The Catalan coach made a traditional club, but without a history of dominance, become a super winner. For the rest of the football world, Pep once again had a huge impact, influencing the way of attacking and defending across the planet. This is the great virtue that sets him apart from others.
Even if Carlo Ancelotti has more titles, in different countries, or Alex Ferguson spent more than 20 years at the helm of Manchester United, or Zidane won three Champions Leagues in a row with Real Madrid, none of them had the impact to influence the game that Guardiola manages to create. Since his first job at Barcelona, potentiating the “tiki-taka”, which he learned as a player in the Johan Cruyff era at the helm of the club.
As time went by, around the world, teams began to want to have defenders who knew how to play, goalkeepers good with their feet, false 9s and other elements invented or redefined by Pep.
Today we talk about “positional play” to describe this football of passing, well-defined positions and precision of player movements in each sector of the field. With the “Guardiola school” also came the counter-school. From José Mourinho’s super-defensive football at the beginning of the 2010s to Jürgen Klopp’s super-pressing and intensity at Liverpool at the end of the same decade.

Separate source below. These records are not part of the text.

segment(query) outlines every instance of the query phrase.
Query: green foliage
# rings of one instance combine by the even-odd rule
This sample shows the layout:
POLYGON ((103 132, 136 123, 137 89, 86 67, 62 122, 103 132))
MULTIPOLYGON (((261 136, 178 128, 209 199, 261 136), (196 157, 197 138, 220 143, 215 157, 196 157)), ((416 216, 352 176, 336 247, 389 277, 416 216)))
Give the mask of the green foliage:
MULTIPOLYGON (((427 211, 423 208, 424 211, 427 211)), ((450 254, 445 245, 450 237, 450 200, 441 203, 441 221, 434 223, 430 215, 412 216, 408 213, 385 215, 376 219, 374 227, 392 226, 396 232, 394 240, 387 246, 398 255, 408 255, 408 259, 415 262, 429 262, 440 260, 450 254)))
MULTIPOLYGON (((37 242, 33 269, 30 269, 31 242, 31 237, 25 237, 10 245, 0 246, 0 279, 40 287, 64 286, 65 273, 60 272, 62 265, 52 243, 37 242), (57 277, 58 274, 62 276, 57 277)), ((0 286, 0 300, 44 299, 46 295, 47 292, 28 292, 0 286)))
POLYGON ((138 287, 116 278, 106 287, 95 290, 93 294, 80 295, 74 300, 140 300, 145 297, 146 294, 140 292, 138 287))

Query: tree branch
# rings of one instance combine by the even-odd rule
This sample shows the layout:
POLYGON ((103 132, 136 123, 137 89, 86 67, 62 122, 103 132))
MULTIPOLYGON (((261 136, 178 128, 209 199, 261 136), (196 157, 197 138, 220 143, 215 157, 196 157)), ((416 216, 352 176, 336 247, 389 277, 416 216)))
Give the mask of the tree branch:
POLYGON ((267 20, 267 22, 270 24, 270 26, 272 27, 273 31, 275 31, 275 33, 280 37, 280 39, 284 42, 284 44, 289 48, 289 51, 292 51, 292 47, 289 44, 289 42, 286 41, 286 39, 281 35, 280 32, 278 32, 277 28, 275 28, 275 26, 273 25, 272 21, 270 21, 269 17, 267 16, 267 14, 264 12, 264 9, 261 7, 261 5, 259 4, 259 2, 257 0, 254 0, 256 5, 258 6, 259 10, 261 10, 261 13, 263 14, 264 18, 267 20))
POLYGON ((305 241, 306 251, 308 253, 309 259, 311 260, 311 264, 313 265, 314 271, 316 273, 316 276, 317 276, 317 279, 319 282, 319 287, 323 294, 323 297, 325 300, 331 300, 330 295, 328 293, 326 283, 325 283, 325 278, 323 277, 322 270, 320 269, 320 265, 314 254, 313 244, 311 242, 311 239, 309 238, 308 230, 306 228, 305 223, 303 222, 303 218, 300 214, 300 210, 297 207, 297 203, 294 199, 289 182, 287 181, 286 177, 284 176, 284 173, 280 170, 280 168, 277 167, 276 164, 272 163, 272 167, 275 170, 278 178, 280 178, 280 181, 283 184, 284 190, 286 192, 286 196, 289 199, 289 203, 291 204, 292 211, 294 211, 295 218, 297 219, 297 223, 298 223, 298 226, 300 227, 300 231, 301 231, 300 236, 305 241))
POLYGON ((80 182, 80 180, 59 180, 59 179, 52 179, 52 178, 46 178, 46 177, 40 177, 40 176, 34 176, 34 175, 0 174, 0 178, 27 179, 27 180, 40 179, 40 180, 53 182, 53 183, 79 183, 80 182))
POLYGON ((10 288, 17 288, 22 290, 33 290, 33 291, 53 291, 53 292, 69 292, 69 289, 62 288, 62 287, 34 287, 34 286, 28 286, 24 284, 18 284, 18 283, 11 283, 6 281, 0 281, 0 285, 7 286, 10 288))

Whether in England, Spain or Brazil, teams started to copy one or another way of playing and the criticisms that all teams in the world play the same and that football has become something standardized and mechanical are fair.
These criticisms are just not fair to Guardiola himself. He didn’t make his team’s goalkeeper play wrong and cause a defeat in the 14th round of the Brasilierão. He didn’t make the Belgian, Japanese or US leagues look the same, full of teams moving the ball from one side to the other.

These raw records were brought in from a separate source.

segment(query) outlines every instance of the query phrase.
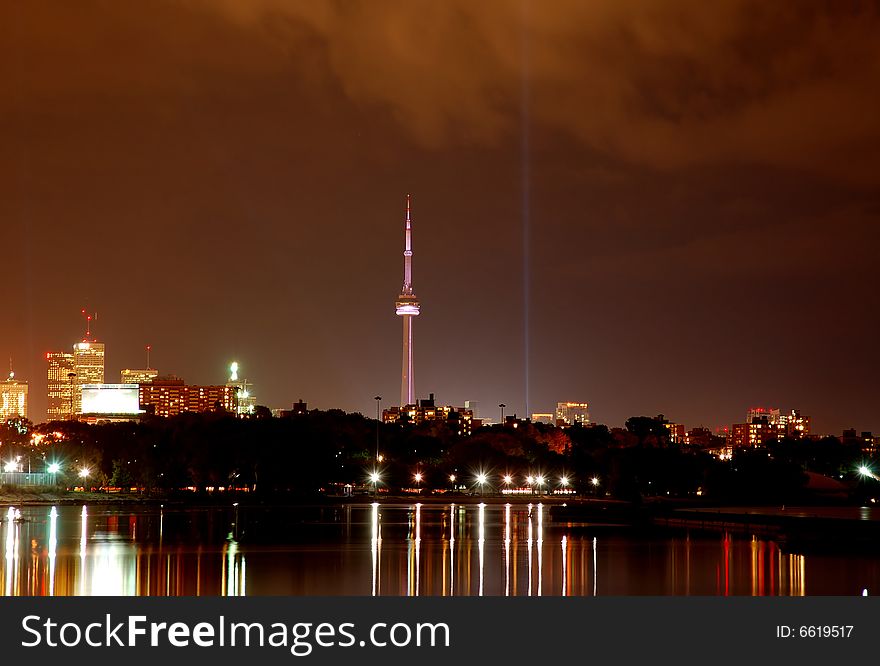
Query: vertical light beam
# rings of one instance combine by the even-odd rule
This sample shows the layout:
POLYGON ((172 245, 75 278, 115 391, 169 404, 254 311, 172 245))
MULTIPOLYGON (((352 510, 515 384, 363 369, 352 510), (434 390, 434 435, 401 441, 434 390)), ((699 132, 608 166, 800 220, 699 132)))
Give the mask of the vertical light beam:
POLYGON ((521 141, 520 141, 520 165, 522 177, 522 200, 520 202, 520 214, 522 215, 522 296, 523 296, 523 393, 525 398, 526 417, 529 411, 529 384, 530 384, 530 347, 531 335, 529 331, 530 305, 531 305, 531 172, 530 172, 530 146, 529 146, 529 17, 528 0, 522 0, 522 35, 521 35, 521 86, 520 86, 520 118, 521 118, 521 141))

Pep only coached three teams. He can only be “blamed” for the way Barcelona, Bayern or Manchester City play. Everything else is the consequence generated by the coach who most revolutionized football in at least 50 years. Why weren’t Ancelotti, Ferguson or Zidane’s teams copied? Because the “how” matters in football. Guardiola won and lost, but he always showed the world what the sport’s next step would be.
Last week, PSG coach Luís Enrique — also trained as a Barcelona player and later coach of the club — said that one day Guardiola will position the defenders on top of the crossbar and all the coaches will start to copy him, because he will probably be right.
During his time at Manchester City, Pep made his team play with four defenders, using one of them as a midfielder. Played without attackers. He played with four attackers. He praised Haaland in games in which the Norwegian touched the ball 20 times while his teammates exchanged 720 passes.
Guardiola will return to work soon. Maybe on a national team. And the doubt I have is what will be the next step that football will take. He’s probably the one who will tell us.